British political magazine (1993–2006)

Right Now! was a far-right British political magazine, which ran from 1993 to 2006. The magazine also featured arts coverage and cultural criticism.

It was initially edited by Michael Harrison (an associate of Lady Birdwood), and then from 1995 until closure by Derek Turner. Contributing editors included Allan Robertson and Christopher Luke of the London Swinton Circle and Stuart Millson of the Conservative Democratic Alliance. Its origins lay in the Revolutionary Conservative Caucus and with right-wing members of the Monday Club.

It proclaimed itself a magazine of "politics, ideas and culture". It featured interviews with and articles by figures including Antony Flew, Roger Scruton, Pat Buchanan, Peter Brimelow, Frederick Forsyth, Charles Moore, Garry Bushell, Nick Griffin, Jean-Marie Le Pen, Alain de Benoist, Richard Lynn, J. Philippe Rushton, Thomas Fleming, Samuel T. Francis and C. B. Liddell.

Prominent Conservative politicians who contributed to, or were interviewed by, Right Now! include Norman Tebbit, Ann Widdecombe, John Redwood, Teddy Taylor, Teresa Gorman and Bill Cash.

The magazine was mentioned by then Foreign Secretary Robin Cook in 2000 in an attack on then Conservative Party leader William Hague's inability to contain "extremists" within the party; Cook criticised Hague for not shutting the magazine down.
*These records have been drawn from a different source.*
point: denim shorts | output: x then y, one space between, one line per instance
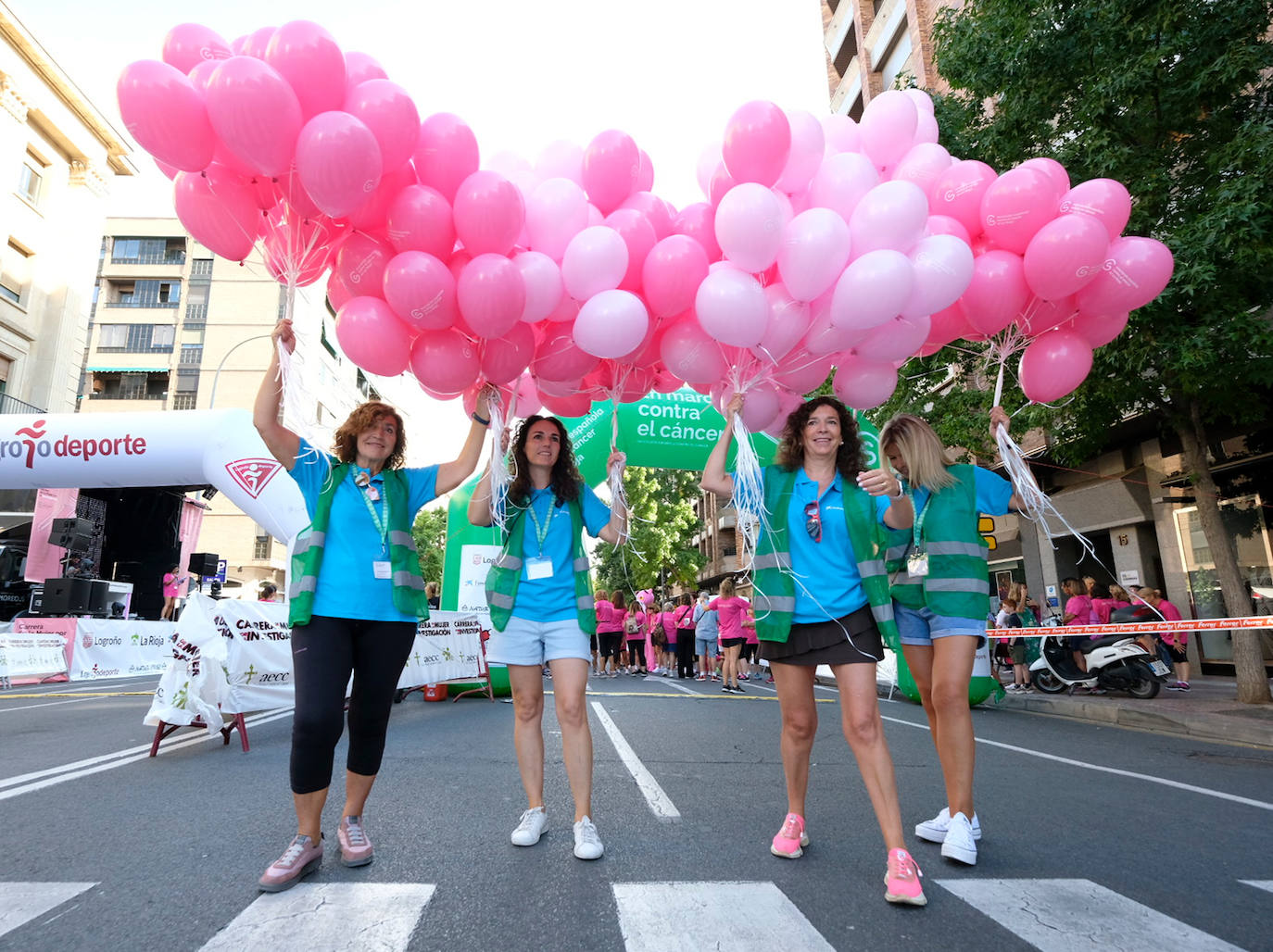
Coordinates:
919 628
524 642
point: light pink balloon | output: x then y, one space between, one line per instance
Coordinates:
1103 199
1065 255
862 384
445 361
1134 272
1016 205
673 272
489 213
446 153
749 225
372 336
815 250
1052 366
543 281
888 128
339 162
872 289
891 215
555 213
957 193
255 114
166 114
611 163
756 143
492 294
421 289
996 293
731 307
309 58
596 260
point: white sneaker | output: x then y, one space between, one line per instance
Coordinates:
587 844
935 830
960 844
531 828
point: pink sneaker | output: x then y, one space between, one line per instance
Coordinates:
789 840
901 881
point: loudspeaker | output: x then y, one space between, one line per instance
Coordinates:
204 564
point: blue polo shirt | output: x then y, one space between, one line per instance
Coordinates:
347 587
553 598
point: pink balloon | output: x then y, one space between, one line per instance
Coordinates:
756 143
1016 205
309 58
544 288
611 323
732 308
421 289
596 260
419 219
255 112
386 108
1134 272
610 169
191 44
749 225
862 384
339 162
815 250
673 272
957 193
446 153
227 225
504 357
166 114
372 336
489 213
445 361
1052 366
996 293
1103 199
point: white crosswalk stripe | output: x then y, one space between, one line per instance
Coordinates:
317 917
1078 915
23 901
708 911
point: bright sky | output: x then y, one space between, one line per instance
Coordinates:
521 73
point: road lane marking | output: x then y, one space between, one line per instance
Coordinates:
327 915
707 917
1078 915
659 801
23 901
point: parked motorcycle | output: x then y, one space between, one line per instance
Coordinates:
1114 663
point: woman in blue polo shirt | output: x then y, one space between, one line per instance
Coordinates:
540 598
356 599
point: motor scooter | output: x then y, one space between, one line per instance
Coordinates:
1114 663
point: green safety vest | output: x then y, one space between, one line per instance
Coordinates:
409 595
506 573
956 582
775 583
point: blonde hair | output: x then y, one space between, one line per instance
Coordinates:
921 448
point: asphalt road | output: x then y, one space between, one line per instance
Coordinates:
1095 836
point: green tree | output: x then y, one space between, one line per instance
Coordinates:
1171 98
662 523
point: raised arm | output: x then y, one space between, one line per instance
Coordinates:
282 442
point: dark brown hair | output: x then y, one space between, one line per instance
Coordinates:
363 418
848 457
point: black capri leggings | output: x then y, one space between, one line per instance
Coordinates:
323 653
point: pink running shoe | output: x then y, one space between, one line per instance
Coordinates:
789 840
901 881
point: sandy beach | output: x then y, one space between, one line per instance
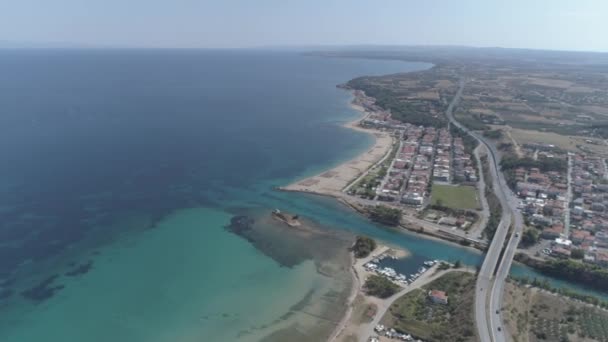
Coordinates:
332 182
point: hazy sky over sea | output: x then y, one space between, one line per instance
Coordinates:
544 24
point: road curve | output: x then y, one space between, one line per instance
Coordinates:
489 287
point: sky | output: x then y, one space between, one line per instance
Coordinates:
538 24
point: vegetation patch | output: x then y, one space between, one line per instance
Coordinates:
363 246
455 197
415 314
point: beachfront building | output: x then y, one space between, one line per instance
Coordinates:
438 297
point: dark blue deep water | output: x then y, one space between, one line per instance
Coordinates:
91 140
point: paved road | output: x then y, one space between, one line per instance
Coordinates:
424 279
476 232
568 198
490 286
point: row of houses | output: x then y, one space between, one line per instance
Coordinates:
543 196
421 150
463 167
443 157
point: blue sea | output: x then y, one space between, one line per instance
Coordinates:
121 168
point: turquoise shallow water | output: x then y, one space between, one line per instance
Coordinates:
136 160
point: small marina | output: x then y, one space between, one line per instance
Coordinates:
377 265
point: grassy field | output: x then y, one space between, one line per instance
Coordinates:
415 314
455 197
569 143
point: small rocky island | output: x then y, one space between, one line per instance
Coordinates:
290 220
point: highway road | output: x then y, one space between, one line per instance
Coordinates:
490 285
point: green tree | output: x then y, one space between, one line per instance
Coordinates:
577 253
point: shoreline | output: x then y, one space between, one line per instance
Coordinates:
334 181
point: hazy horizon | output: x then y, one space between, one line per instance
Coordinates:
544 25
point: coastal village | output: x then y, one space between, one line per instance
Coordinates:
428 175
568 207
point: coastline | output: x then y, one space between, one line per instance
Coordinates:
334 181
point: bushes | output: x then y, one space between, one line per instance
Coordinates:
529 237
363 246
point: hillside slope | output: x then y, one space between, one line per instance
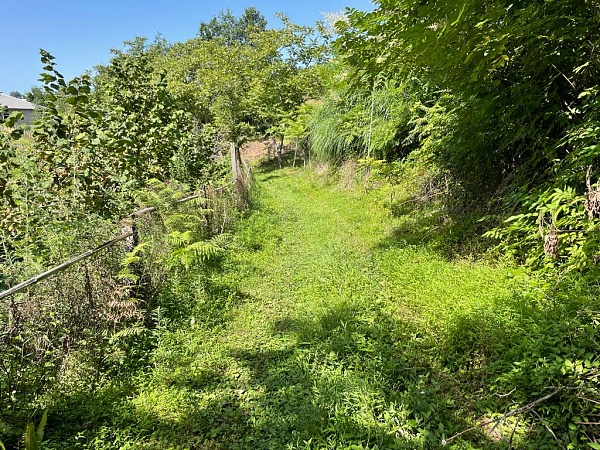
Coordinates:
325 328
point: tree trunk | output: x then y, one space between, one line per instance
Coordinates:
239 181
236 162
279 150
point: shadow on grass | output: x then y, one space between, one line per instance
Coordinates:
353 376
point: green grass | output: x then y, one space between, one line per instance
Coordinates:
324 328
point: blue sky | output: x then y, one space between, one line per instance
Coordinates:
80 33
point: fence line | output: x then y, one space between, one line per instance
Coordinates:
61 267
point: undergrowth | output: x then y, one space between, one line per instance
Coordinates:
336 320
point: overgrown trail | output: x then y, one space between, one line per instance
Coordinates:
322 328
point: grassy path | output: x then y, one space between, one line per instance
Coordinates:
321 330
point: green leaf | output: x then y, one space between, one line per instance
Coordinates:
39 434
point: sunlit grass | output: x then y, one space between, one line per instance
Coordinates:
324 328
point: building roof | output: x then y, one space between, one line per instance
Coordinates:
15 103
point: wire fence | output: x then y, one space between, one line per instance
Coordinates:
64 320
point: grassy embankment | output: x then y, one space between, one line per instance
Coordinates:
331 324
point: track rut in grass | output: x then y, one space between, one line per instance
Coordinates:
319 329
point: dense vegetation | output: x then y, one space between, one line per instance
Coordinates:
448 296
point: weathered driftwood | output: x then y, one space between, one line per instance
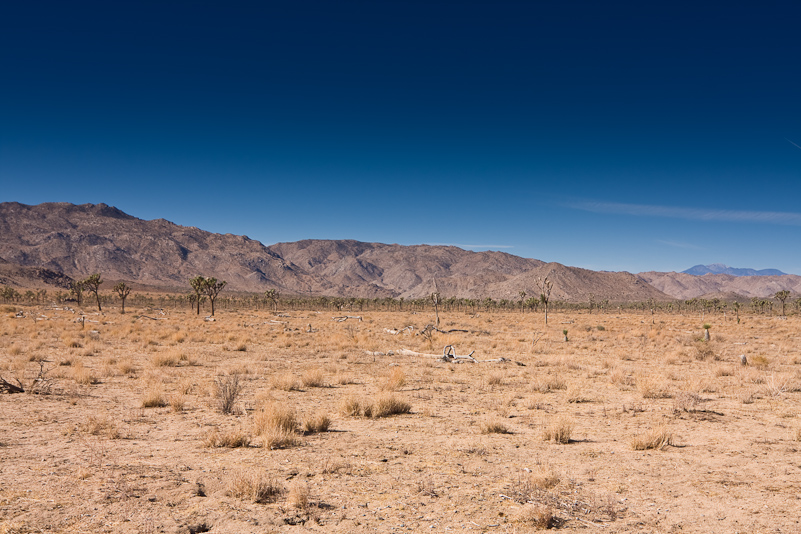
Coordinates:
431 328
343 318
448 355
8 387
395 332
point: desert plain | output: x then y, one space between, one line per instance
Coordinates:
291 421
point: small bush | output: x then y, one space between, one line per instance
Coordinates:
656 438
536 515
231 440
559 431
494 427
153 398
276 426
316 423
285 382
387 405
299 495
313 378
227 389
395 381
351 406
254 487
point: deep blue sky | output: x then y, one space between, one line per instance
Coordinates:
609 135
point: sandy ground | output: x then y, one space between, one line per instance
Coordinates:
471 454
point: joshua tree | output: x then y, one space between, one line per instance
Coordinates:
198 284
435 297
123 291
92 285
272 296
545 287
212 288
782 296
76 290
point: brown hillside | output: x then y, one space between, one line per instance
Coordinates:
80 240
687 286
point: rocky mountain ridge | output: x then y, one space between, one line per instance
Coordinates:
78 240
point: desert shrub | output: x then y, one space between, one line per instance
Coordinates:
656 438
254 487
153 398
536 515
494 427
387 405
351 406
313 378
298 496
285 382
227 389
276 426
231 440
319 422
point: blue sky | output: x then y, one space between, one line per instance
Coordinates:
609 135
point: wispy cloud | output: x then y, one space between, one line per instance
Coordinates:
679 244
795 145
696 214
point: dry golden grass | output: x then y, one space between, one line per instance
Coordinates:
612 384
231 439
655 438
559 430
154 397
253 486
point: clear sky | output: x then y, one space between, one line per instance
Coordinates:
608 135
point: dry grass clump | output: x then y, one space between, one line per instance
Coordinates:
549 383
387 404
83 376
299 495
384 405
255 487
656 438
319 422
651 387
285 382
227 389
558 431
351 406
313 378
153 398
177 403
494 427
576 394
231 440
394 381
168 358
276 426
536 515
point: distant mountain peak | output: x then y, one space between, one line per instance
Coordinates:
719 268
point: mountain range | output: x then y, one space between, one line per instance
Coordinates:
719 268
51 242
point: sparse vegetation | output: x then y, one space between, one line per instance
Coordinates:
316 411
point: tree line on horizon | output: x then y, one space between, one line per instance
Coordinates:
208 290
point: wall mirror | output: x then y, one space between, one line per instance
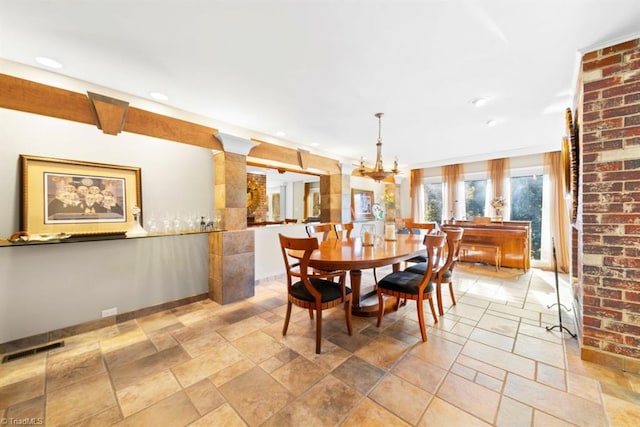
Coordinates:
275 195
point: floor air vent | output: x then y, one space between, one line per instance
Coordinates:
34 350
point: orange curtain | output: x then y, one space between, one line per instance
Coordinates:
558 207
498 174
451 176
416 186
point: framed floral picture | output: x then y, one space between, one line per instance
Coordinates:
76 197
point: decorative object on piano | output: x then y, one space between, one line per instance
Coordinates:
136 230
378 173
362 204
498 204
390 232
378 211
77 197
368 234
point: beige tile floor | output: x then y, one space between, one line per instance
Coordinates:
488 361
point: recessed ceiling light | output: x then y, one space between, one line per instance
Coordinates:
479 102
48 62
159 96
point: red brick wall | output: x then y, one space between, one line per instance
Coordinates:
610 206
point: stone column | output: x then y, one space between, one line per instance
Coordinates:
231 251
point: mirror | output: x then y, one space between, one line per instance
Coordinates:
276 195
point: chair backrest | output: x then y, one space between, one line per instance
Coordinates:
299 268
422 225
316 229
343 230
454 238
435 244
481 220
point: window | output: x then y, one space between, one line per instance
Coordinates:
433 202
474 195
526 205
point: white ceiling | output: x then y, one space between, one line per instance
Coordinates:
320 69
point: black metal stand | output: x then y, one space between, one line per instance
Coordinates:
560 306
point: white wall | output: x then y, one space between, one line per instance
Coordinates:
47 287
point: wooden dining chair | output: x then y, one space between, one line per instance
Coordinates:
312 291
319 230
418 287
445 273
343 231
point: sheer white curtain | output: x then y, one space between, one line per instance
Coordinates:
559 218
499 186
417 195
453 200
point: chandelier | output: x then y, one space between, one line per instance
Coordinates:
378 173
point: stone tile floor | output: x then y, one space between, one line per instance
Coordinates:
488 361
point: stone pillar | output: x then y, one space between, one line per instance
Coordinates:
231 251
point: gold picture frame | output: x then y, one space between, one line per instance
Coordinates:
362 204
77 197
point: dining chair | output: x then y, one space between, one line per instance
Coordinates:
343 231
312 291
319 230
418 287
445 274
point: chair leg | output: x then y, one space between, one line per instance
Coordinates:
439 294
423 328
453 297
347 309
433 310
286 319
380 308
318 330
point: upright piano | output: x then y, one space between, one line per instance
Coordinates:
512 237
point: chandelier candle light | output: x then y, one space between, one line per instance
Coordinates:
378 173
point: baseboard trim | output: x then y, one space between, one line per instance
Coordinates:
59 334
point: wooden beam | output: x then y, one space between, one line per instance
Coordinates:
165 127
31 97
109 113
278 153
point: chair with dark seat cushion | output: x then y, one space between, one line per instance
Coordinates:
418 287
312 291
445 275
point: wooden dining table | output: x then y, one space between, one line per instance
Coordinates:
350 254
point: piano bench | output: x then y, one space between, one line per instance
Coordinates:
479 252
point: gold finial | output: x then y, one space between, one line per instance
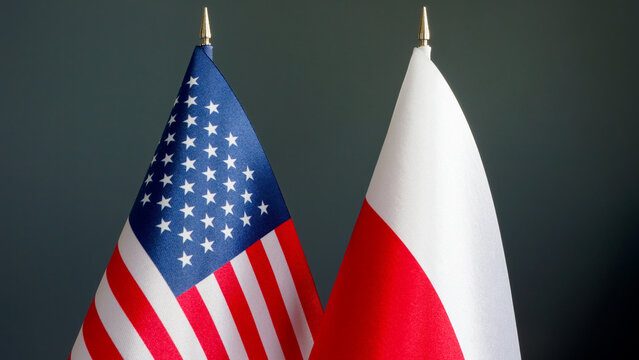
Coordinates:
205 29
424 34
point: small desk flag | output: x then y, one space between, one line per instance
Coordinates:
208 265
424 275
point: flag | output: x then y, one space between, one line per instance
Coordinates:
424 274
208 264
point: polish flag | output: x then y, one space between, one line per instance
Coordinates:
424 275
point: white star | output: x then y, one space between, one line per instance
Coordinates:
190 120
189 142
230 162
230 185
185 235
263 208
185 259
169 138
212 108
228 208
210 174
208 221
192 81
190 101
246 196
187 210
208 245
211 151
231 139
164 202
245 220
227 232
166 180
167 159
248 173
210 197
212 129
189 164
163 225
145 199
188 187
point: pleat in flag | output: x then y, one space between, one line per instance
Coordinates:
208 265
424 275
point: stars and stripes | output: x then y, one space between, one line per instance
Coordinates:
208 264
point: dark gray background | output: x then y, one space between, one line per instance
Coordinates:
549 89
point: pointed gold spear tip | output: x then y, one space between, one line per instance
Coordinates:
424 33
205 29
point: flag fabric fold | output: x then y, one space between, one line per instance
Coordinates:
208 265
424 275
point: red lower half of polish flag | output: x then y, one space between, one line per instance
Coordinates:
383 305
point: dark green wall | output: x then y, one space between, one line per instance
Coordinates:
549 89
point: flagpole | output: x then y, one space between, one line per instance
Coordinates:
424 33
205 28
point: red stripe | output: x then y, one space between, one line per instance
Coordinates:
139 311
383 305
202 323
240 311
302 277
96 339
274 302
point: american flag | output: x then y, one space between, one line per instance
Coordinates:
208 264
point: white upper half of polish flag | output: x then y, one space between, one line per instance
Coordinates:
430 187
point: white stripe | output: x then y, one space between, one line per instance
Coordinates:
158 293
117 324
257 305
215 303
289 293
430 187
79 351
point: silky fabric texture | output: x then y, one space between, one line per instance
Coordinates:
383 306
430 187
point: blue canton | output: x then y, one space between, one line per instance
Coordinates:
209 192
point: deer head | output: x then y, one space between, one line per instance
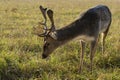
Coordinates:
49 35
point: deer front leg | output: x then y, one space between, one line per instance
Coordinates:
92 52
81 55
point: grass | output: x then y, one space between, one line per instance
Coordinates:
20 50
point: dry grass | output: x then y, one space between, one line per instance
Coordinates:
20 50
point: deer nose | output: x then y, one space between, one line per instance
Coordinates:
44 56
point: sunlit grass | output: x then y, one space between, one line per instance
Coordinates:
20 50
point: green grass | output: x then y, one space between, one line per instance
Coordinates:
20 50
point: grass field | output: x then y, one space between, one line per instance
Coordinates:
20 50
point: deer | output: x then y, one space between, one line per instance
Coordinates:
88 27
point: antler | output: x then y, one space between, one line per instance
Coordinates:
43 11
50 15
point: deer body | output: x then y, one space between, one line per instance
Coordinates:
87 28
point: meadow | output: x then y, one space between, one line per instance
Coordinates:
20 49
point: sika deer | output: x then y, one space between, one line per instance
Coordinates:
87 28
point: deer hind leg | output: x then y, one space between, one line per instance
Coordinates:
82 55
92 52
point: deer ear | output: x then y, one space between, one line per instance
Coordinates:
53 35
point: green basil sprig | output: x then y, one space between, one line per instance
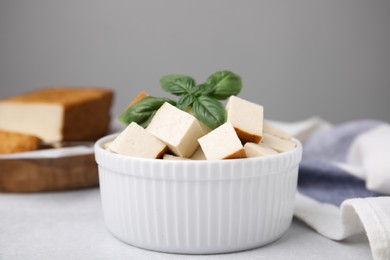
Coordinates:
202 100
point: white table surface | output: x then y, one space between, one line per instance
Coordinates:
70 225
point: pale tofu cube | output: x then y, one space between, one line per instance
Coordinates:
199 154
106 145
173 157
135 141
178 129
278 144
257 150
246 118
222 143
270 128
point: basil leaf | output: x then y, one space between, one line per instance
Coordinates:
209 111
185 101
202 89
143 111
177 84
224 84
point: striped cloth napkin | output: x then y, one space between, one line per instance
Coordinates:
344 180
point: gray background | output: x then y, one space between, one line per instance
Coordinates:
297 58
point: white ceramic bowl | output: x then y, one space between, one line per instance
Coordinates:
197 207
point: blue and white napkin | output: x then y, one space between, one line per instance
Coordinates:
344 180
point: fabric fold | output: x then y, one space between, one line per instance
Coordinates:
343 180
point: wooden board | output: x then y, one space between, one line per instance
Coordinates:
48 174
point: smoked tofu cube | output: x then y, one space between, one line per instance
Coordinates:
178 129
198 155
270 128
222 143
257 150
278 144
59 113
246 118
136 141
173 157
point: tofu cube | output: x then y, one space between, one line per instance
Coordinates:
198 155
178 129
278 144
246 118
257 150
222 143
270 128
136 141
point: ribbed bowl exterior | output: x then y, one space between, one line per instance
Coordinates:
197 207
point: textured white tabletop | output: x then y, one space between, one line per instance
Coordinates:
69 225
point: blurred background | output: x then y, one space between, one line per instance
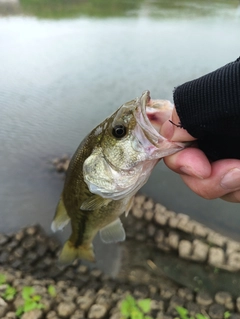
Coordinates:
66 65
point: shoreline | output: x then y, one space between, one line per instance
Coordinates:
159 254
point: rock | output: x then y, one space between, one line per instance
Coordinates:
223 297
216 239
216 311
200 230
204 299
185 249
33 314
97 312
160 218
234 261
200 251
216 257
159 236
173 239
173 222
148 204
137 212
85 302
186 293
66 309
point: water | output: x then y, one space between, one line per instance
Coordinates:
65 68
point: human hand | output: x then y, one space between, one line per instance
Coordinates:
220 179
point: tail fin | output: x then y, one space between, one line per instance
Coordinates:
61 217
69 253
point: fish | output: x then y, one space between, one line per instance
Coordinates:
108 168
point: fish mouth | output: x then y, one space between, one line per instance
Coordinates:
150 115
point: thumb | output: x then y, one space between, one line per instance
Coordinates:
172 130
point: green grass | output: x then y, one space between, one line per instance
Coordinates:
135 309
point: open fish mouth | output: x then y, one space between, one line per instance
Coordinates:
150 115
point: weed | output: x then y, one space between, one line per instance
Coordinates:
31 301
135 309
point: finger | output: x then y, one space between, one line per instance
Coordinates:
173 132
190 161
233 197
224 179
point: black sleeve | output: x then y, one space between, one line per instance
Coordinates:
209 109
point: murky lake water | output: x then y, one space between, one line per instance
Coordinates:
60 77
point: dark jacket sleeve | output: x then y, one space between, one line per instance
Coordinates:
209 109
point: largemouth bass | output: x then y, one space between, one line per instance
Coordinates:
110 165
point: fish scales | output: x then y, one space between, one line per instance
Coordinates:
110 165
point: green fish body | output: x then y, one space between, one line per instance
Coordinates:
110 165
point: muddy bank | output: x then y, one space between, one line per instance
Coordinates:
167 257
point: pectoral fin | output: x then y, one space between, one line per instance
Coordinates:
69 253
129 206
94 202
61 217
113 232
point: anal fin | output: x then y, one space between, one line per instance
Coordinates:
61 217
113 233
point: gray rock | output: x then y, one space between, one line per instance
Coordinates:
185 249
200 251
159 236
216 311
216 257
204 299
97 312
200 230
151 229
33 314
223 297
160 218
216 239
173 239
159 208
186 293
85 302
137 212
234 261
66 309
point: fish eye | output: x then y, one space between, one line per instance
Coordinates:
119 131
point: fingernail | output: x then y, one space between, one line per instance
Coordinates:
231 179
189 171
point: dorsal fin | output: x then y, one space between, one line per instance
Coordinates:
113 232
94 202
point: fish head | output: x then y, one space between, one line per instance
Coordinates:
129 147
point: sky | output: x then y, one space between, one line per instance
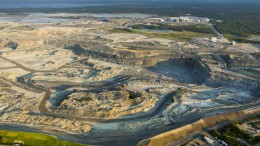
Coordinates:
81 3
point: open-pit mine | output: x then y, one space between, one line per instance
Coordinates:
96 80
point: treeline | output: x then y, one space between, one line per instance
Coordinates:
234 28
230 133
194 28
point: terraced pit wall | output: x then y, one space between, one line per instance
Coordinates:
168 137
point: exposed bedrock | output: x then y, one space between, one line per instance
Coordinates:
200 71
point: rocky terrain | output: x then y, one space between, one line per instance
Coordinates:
79 76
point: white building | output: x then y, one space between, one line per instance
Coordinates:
158 19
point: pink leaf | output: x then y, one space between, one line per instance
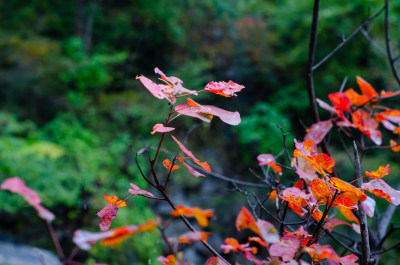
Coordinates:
318 131
206 112
225 89
108 213
285 248
161 128
333 223
154 89
369 205
137 191
18 186
192 171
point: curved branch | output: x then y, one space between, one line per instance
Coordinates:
387 40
Andrew Hunter, a former Conservative MP who defected to Ian Paisley's Democratic Unionist Party, was a long-time patron of the magazine. Hunter ceased links with the magazine in 2002, following pressure from Iain Duncan Smith, stating disagreement with an advert in the magazine for the Conservative Democratic Alliance which was critical of the Conservative Party.